Leichhardtia rostrata, commonly known as milk vine or common milk vine, is a species of plant in the frangipani family Apocynaceae, endemic to eastern Australia. It was formerly known as Marsdenia rostrata.

==Description==
Leichhardtia rostrata is a woody vine with stem diameters up to 6 cm. It may grow to ten metres in length, leaves are opposite and attached by petioles up to 20 mm long; leaf blades are rounded, up to 13 cm long and 7 cm wide. Flowers occur in umbels, the fruit is a long, pointed, dehiscent follicle up to 7 cm long. Like all other members of its family, the plant produces milky white sap when damaged.

==Taxonomy==
It was first described in 1810 by Scottish botanist Robert Brown and given the name Marsdenia rostrata.
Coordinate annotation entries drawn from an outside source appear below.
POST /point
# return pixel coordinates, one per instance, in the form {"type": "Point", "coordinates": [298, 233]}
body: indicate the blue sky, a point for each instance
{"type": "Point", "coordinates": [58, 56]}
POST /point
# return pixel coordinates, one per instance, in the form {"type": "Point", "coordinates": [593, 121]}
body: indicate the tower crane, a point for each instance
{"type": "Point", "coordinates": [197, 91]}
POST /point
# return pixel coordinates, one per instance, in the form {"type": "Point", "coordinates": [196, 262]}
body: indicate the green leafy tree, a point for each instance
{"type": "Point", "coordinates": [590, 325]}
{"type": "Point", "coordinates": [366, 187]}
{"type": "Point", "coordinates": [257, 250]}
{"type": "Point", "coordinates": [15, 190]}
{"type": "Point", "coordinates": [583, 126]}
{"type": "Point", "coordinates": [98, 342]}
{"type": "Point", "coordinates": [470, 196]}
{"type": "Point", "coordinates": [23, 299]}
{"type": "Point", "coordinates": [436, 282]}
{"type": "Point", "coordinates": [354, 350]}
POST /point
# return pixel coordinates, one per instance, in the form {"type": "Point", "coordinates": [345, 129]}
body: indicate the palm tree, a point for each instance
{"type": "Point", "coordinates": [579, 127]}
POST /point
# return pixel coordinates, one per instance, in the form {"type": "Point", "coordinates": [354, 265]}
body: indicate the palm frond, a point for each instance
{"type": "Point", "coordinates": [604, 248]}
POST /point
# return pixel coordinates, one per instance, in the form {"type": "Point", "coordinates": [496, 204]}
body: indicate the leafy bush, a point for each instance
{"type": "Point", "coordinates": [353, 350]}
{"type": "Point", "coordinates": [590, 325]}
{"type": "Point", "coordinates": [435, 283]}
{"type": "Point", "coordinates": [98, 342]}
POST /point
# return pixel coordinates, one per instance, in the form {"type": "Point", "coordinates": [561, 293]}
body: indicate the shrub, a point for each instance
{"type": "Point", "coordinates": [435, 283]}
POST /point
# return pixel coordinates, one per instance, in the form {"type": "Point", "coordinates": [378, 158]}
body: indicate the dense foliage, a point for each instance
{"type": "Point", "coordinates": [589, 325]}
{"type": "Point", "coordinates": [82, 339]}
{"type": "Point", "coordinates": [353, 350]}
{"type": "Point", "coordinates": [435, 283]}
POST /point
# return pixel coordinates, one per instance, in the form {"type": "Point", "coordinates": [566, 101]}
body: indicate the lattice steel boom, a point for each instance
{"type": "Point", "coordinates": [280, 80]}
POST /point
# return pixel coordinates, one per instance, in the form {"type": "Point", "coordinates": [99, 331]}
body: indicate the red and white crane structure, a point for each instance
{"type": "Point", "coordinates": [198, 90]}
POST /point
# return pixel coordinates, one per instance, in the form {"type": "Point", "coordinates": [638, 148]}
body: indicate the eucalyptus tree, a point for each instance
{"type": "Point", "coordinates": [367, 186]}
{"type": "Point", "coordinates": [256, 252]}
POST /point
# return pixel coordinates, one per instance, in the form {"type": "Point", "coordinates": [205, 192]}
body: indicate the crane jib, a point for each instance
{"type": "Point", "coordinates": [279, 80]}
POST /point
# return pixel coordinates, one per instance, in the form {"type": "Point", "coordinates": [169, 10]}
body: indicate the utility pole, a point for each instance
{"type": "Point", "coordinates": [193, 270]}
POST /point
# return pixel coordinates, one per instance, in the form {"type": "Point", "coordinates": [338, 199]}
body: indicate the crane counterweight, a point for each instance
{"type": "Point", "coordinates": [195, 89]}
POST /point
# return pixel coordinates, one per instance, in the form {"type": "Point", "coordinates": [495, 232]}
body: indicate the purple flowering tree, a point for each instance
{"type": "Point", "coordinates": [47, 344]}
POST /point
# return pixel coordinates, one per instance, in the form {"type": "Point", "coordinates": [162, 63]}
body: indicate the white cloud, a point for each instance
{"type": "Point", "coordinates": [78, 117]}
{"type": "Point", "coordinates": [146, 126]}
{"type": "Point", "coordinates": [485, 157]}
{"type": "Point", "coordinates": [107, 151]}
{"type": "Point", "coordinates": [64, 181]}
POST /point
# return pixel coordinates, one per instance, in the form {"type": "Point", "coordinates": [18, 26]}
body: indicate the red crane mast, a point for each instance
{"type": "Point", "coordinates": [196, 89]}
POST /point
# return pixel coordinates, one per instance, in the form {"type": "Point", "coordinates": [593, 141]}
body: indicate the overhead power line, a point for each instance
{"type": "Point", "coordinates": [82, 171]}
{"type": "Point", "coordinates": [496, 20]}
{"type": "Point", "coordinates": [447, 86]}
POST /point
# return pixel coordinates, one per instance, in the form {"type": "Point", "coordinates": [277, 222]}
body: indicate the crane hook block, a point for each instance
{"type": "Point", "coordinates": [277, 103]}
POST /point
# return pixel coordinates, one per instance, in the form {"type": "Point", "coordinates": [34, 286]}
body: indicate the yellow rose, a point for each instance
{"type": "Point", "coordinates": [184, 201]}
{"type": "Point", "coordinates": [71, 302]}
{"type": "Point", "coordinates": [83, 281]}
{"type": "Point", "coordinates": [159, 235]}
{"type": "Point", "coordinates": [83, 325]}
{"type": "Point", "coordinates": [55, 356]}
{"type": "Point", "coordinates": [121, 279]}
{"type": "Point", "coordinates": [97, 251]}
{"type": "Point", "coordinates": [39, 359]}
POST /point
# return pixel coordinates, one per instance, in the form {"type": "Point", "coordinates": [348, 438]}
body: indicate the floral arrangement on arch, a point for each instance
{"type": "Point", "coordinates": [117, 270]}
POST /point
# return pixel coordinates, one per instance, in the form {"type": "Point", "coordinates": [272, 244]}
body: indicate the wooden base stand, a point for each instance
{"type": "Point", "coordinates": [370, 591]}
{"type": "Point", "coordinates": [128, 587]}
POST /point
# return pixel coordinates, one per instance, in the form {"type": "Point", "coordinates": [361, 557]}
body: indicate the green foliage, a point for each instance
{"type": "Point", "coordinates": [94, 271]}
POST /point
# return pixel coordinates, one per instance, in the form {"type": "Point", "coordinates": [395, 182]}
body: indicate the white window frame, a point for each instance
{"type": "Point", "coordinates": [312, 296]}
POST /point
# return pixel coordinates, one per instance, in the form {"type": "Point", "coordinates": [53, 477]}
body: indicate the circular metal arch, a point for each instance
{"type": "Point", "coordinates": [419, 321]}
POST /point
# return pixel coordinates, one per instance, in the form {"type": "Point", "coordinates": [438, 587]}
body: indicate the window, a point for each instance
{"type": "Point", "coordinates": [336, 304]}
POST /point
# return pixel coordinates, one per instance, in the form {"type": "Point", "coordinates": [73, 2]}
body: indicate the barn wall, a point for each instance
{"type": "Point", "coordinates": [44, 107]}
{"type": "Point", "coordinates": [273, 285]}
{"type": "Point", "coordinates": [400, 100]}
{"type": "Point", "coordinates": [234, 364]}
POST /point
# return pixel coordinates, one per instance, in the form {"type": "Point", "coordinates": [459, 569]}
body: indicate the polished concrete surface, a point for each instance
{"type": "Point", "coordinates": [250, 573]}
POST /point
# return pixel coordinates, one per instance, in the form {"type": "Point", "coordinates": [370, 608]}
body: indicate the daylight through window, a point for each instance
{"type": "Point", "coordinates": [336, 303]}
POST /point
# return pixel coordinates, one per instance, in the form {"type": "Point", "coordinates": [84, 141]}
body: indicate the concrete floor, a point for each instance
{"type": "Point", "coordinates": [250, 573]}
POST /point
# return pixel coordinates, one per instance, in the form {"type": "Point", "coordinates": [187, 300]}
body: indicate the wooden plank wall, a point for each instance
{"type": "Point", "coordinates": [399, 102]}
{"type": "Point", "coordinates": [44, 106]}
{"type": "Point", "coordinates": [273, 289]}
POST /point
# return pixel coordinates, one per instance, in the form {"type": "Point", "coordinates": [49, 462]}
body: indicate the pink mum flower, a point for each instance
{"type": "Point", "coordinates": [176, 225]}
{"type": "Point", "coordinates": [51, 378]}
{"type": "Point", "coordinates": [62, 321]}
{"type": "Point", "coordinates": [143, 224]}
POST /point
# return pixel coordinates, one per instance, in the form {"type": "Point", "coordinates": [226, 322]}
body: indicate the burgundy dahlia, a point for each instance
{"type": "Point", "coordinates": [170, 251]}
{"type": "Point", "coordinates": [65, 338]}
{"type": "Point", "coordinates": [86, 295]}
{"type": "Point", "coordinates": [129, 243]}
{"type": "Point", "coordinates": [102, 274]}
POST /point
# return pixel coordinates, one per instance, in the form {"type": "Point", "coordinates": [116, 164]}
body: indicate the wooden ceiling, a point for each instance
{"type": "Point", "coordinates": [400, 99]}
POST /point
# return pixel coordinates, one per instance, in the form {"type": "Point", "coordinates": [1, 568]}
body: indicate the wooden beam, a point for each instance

Following a review of Marsdenia by Australian botanist Paul Irwin Forster published in 2021, all Australian members of the genus were transferred to either Leichhardtia or Gymnema.

The specific epithet rostrata is derived from the Latin word rostratus meaning 'beak' or 'snout', a reference to the fruit.

==Distribution and habitat==
It inhabits rainforest and wet eucalyptus forest on most of the east coast of Australia, from Cape York Peninsula south to eastern Victoria, as well as Lord Howe Island.